Due to the fragile relations I assume I still would have with the workers, I would adopt a stakeholder perspective, i.e. I would value their input and cater for their needs (Freeman & Reed, 1993). This could indeed be more expensive than adopting a shareholder perspective, but I believe it would pay off in the long run, as it is difficult to run a business successfully without the commitment of the employees.
Updating technology and equipment would also be a vital task, as the Western markets were used to better products than the Eastern markets. This would of course absorb a lot of financial resources, but would be vital to the survival of the company.

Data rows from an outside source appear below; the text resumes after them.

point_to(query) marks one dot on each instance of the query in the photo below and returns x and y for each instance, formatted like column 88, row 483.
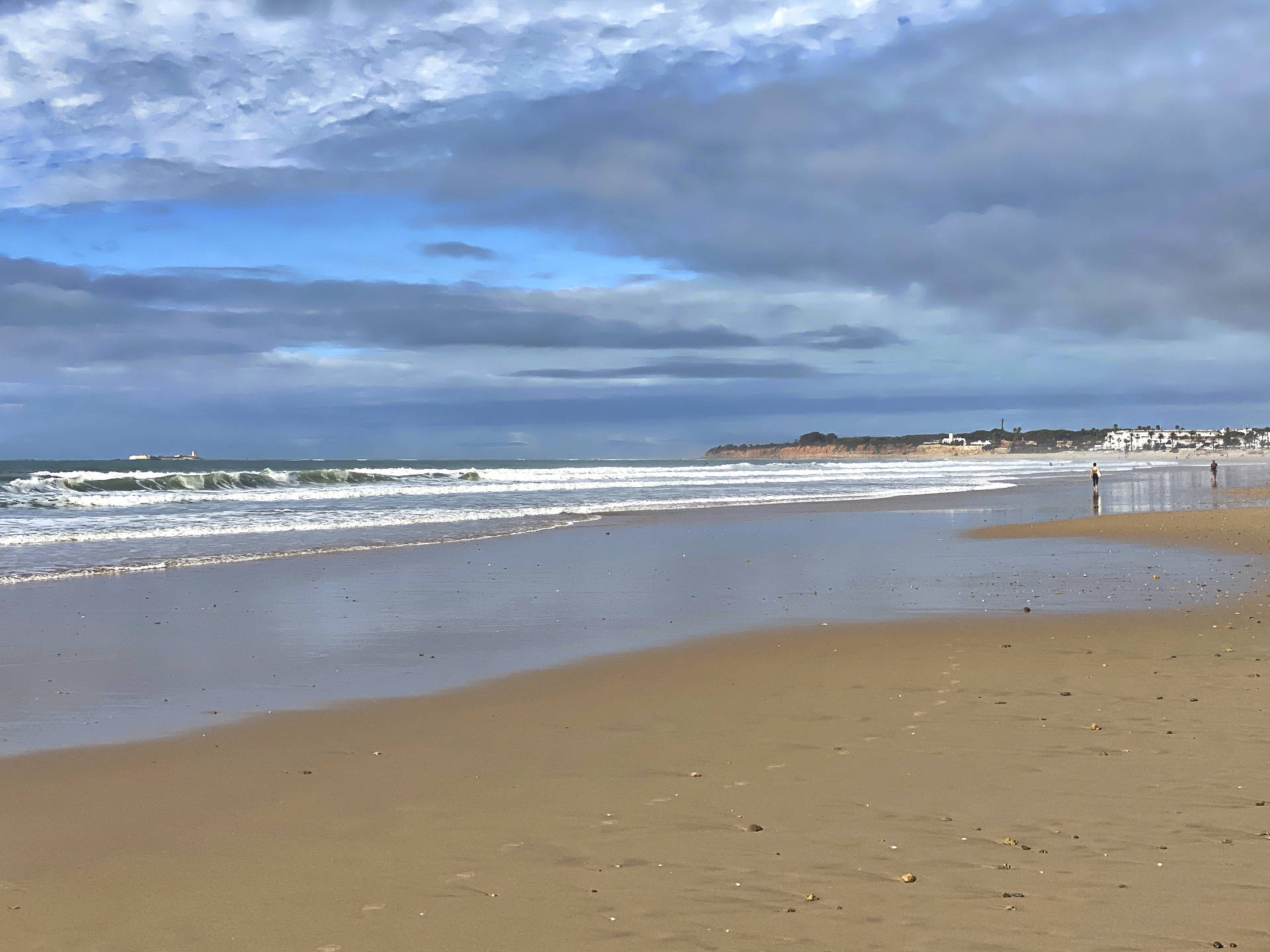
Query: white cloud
column 219, row 84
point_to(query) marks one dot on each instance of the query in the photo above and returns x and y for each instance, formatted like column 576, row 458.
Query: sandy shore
column 560, row 810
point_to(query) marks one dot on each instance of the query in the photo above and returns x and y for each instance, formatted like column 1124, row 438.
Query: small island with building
column 816, row 444
column 190, row 455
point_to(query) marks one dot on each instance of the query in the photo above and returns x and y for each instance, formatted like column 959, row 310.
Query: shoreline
column 556, row 809
column 912, row 498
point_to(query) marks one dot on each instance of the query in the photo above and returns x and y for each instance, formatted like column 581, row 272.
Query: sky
column 535, row 229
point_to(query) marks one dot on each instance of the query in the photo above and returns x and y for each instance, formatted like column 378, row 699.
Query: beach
column 1053, row 779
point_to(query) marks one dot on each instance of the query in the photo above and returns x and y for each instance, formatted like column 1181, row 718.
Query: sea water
column 66, row 518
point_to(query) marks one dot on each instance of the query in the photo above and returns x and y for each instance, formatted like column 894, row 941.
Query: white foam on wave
column 65, row 491
column 54, row 531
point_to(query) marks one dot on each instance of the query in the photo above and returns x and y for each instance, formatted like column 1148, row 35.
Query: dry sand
column 559, row 810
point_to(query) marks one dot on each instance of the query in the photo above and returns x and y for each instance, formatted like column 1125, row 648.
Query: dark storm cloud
column 63, row 310
column 1104, row 169
column 456, row 249
column 686, row 368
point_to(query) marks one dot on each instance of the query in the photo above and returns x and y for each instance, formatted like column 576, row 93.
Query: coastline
column 486, row 818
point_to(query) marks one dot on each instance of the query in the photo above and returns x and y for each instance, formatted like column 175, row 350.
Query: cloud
column 79, row 317
column 92, row 84
column 456, row 249
column 843, row 337
column 685, row 368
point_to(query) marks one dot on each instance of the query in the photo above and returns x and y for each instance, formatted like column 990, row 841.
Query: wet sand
column 559, row 809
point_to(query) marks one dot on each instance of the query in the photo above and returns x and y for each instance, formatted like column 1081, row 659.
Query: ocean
column 74, row 517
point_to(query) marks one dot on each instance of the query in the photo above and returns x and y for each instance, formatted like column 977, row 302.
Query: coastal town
column 1117, row 440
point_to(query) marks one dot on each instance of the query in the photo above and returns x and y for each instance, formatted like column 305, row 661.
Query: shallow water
column 81, row 517
column 125, row 656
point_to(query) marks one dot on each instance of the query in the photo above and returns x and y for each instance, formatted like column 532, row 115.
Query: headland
column 1038, row 779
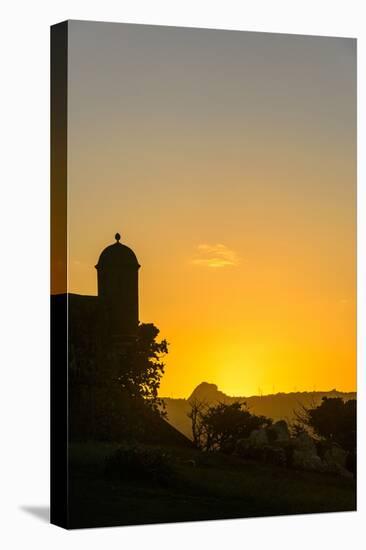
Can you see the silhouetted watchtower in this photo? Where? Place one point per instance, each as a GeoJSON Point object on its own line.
{"type": "Point", "coordinates": [118, 293]}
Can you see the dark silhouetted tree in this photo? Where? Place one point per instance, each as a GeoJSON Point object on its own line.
{"type": "Point", "coordinates": [139, 368]}
{"type": "Point", "coordinates": [219, 427]}
{"type": "Point", "coordinates": [333, 420]}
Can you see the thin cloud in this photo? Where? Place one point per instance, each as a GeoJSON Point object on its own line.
{"type": "Point", "coordinates": [215, 256]}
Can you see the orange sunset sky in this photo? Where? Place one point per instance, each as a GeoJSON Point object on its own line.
{"type": "Point", "coordinates": [227, 161]}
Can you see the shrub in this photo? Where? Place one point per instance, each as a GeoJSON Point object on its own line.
{"type": "Point", "coordinates": [140, 463]}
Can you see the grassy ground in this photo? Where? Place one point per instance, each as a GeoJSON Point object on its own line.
{"type": "Point", "coordinates": [216, 487]}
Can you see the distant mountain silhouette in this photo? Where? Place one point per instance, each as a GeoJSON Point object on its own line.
{"type": "Point", "coordinates": [277, 406]}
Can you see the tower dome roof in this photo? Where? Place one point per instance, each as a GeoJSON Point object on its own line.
{"type": "Point", "coordinates": [117, 255]}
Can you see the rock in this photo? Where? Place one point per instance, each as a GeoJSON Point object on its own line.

As wages were only 1/3 of western wages, it could be tempting to pursue a cost-leadership strategy, but I assume that wage levels will rapidly increase as they now are a part of the western world, so instead I would opt for a strategy of differentiation (Porter, 1985). If Zeiss Jena and Zeiss Oberkochen worked together, their shared core competencies in R&D and production would mean that they have the opportunity to offer a product that is better than their competitors.
As operating in a market economy would still be relatively new for Zeiss Jena, as this would not happen overnight, I suggest an approach of logical incrementalism (Quinn, 1978). This way, there would be no strict plans to keep up with, and as this was common under the command economy, I believe it is important to let people realize that things are done differently in a market economy. In addition, as unforeseen events may still occur, this approach is far more flexible.
My approach is clear and should not be misunderstood by anyone, thus it's consistent with itself. Of course, as I adapt a planning process of logical incrementalism, it is difficult to be certain about this. With regard to consonance, my approach is a response to changes in the external and internal environment. I believe this approach will create an advantage for Zeiss Jena, as the plan is to offer products that are better than others. If this is not achieved, the advantage is non-existent in that regard. Finally, my approach could overtax financial resources, as the updating of technology and equipment will be expensive, but I believe that the restructuring package funded by the Treuhand and the State of Thüringen would cover this. Another question mark here will be whether Zeiss Oberkochen is willing to cooperate in the way I suggested (Rumelt, 1989). In conclusion, I believe that the change path of Carl Zeiss Jena from 1989 to 1991 should have been more revolutionary than it was, and it should have been implemented much swifter. If I was in Dr. Dierolf's shoes in October 1991, my approach to change would not have been very revolutionary, as the need for that kind of strategy was no longer present. By following a proactive change path of cascading implementation, I believe that, over time, Carl Zeiss Jena will again be a respected and successful organization.